Historiografia africana sobre a guerra contra Portugal está presa a mitos
Os autores da obra "Guerra Colonial", que é hoje lançada, consideram que a historiografia oficial de Angola, Moçambique e Guiné-Bissau no combate contra Portugal está condicionada por mitos e interesses políticos ainda atuais nos respetivos regimes.
© Global Imagens
País Guerra colonial
Em Angola e Moçambique "os dois partidos que estão no poder são os que fizeram a guerra e lutaram" e, por isso, "valorizam os seus interesses" na interpretação do que se passou, explicou Aniceto Afonso, um dos autores da obra que é hoje relançada.
Matos Gomes concorda e refere que é normal esta visão mítica da própria história. "A história dos movimentos de libertação está a ser feita cá (em Portugal) com os arquivos que estão todos cá", salientou o historiador.
Por outro lado, a guerra contra o colonizador "perdeu alguma importância por causa das guerras civis que se seguiram" e "não há muitos trabalhos" feitos por historiadores africanos sobre o conflito, salientou Aniceto Afonso.
O código de silêncio de alguns dos protagonistas da guerrilha, a morte de outras figuras e a insistência em narrativas oficiais faz com que a maior parte das fontes históricas esteja em Portugal, em muitos casos à espera de novas investigações.
"A história nunca é neutral e os novos estados de língua portuguesa ainda estão numa fase de afirmação das suas identidades" e procuram desculpar "falhas e erros" próprios que, noutro contexto, "não podem ser admitidos" e devem ser referidos em investigações científicas, explicou Matos Gomes.
Em muitos países, na história da sua própria luta, "é muito difícil assumir as dissensões internas ou os que colaboraram ou pertenceram a outra entidade do estado colonial", resumiu Matos Gomes.
A primeira edição da "Guerra Colonial" foi lançada em 1997 por fascículos e foi a primeira vez que "se sistematizou o conhecimento" sobre o conflito, recordou Aniceto Afonso.
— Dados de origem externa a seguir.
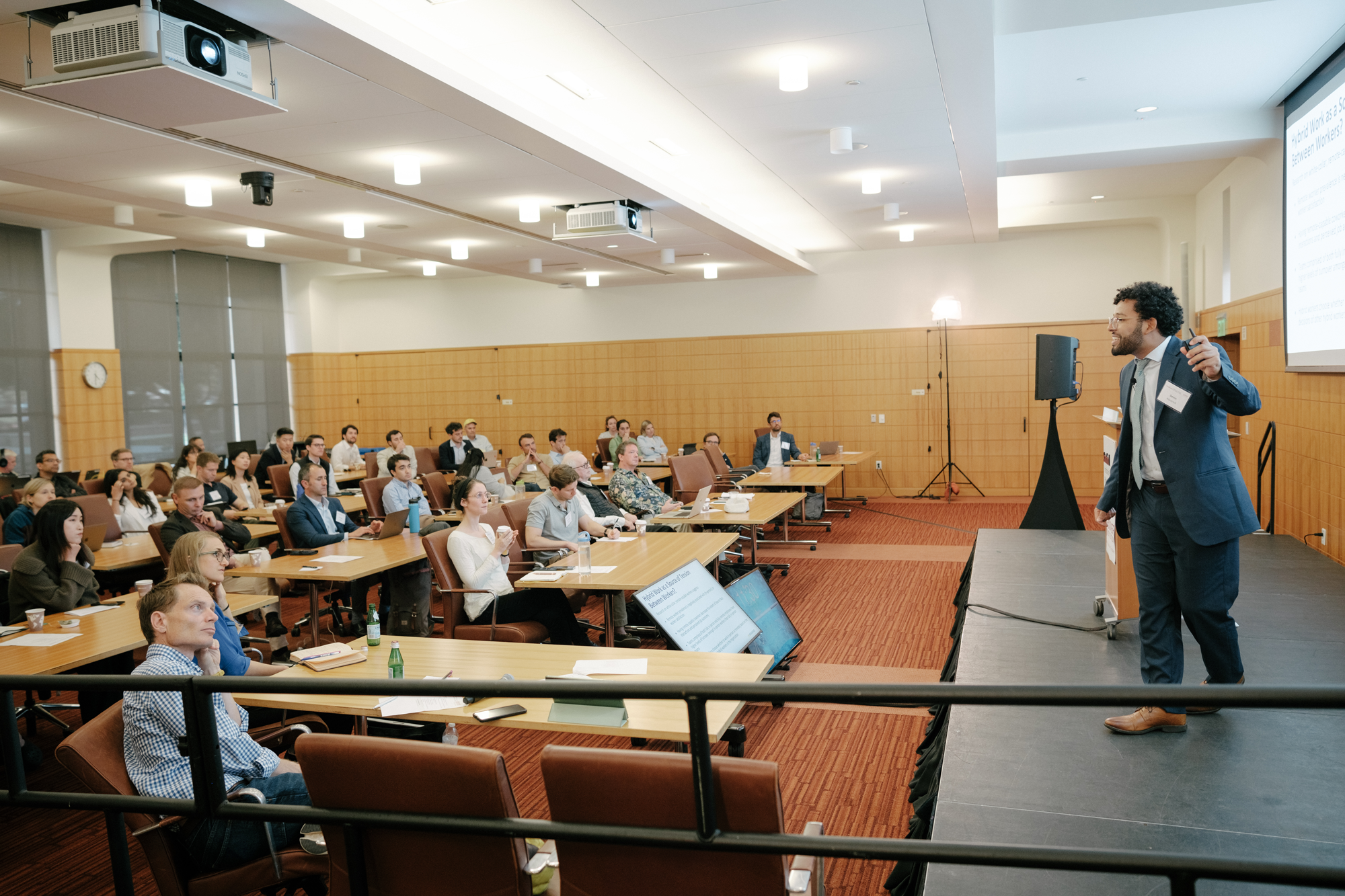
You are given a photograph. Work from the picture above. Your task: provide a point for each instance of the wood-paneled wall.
(1309, 413)
(92, 423)
(825, 385)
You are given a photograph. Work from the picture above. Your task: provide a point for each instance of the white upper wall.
(1036, 276)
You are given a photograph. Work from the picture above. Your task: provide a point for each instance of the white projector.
(134, 34)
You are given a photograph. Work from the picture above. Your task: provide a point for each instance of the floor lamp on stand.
(945, 310)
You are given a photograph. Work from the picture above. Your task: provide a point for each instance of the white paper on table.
(40, 641)
(85, 611)
(410, 705)
(613, 666)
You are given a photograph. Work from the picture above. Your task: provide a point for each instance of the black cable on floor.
(1040, 622)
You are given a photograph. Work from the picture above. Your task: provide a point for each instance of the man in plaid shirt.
(178, 619)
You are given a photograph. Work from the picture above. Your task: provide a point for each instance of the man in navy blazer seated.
(774, 447)
(317, 521)
(1178, 494)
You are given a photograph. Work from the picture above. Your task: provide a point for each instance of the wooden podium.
(1122, 600)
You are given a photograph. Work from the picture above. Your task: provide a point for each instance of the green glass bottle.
(373, 631)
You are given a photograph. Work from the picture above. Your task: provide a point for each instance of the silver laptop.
(393, 525)
(695, 507)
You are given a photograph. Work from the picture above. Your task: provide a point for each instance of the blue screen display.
(778, 635)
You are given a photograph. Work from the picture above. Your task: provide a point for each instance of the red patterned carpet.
(843, 767)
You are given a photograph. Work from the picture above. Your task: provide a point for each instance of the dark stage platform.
(1243, 783)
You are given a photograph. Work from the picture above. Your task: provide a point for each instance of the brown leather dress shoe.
(1147, 719)
(1207, 710)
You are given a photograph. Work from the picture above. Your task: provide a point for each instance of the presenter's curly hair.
(1153, 300)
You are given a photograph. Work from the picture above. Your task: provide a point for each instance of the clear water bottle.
(586, 556)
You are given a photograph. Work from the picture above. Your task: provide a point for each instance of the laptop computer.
(95, 533)
(693, 509)
(393, 525)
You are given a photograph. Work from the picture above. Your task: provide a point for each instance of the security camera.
(262, 182)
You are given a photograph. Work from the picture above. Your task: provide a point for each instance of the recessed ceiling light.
(406, 170)
(669, 146)
(197, 193)
(574, 84)
(794, 73)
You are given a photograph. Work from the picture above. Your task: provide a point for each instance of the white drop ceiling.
(950, 95)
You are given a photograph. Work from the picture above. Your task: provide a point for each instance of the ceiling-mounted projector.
(617, 218)
(139, 64)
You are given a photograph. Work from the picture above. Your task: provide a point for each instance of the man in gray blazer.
(1178, 494)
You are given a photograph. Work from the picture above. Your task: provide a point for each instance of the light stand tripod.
(950, 466)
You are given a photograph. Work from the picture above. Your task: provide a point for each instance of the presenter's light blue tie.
(1137, 421)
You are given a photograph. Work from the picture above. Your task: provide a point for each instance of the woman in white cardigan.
(482, 561)
(135, 507)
Desde então, "alguns arquivos foram abertos", publicaram-se outros estudos e várias "memórias sobre experiências individuais" de combatentes.
No entanto, apesar disso, reconheceu, a guerra entre Portugal e os movimentos de libertação africanos "não é um tema que seja prioritário" na academia, que tem dado prioridades a questões sociais ou a memórias pós-coloniais.
Há "poucos estudos com uma abordagem militar da questão política, da questão da estratégia e da tática ou organização das forças", admitiu também Matos Gomes, assumindo que existe também uma questão ideológica por detrás disso.
"Os militares sentiram que aquela foi uma guerra perdida. Militarmente, Portugal não conseguiu resolver o problema colonial" e "há sempre este pudor em assumir que a forma de fazer a guerra se foi degradando ao longo dos tempos, por falta de motivação e de moral, por variadíssimas incapacidades que o exército tem na formação dos seus quadros" ou "na aquisição de equipamento adequado", explicou Matos Gomes.
"É muito delicado e existe algum pudor de falar como nós falamos sobre os fatores de desgaste da guerra", resumiu.
Com mais de 580 páginas, a obra editada pela Porto Editora inclui novos capítulos em relação à primeira edição, alargando a análise não apenas ao campo militar, mas ao contexto político do regime e ao balanço final do conflito.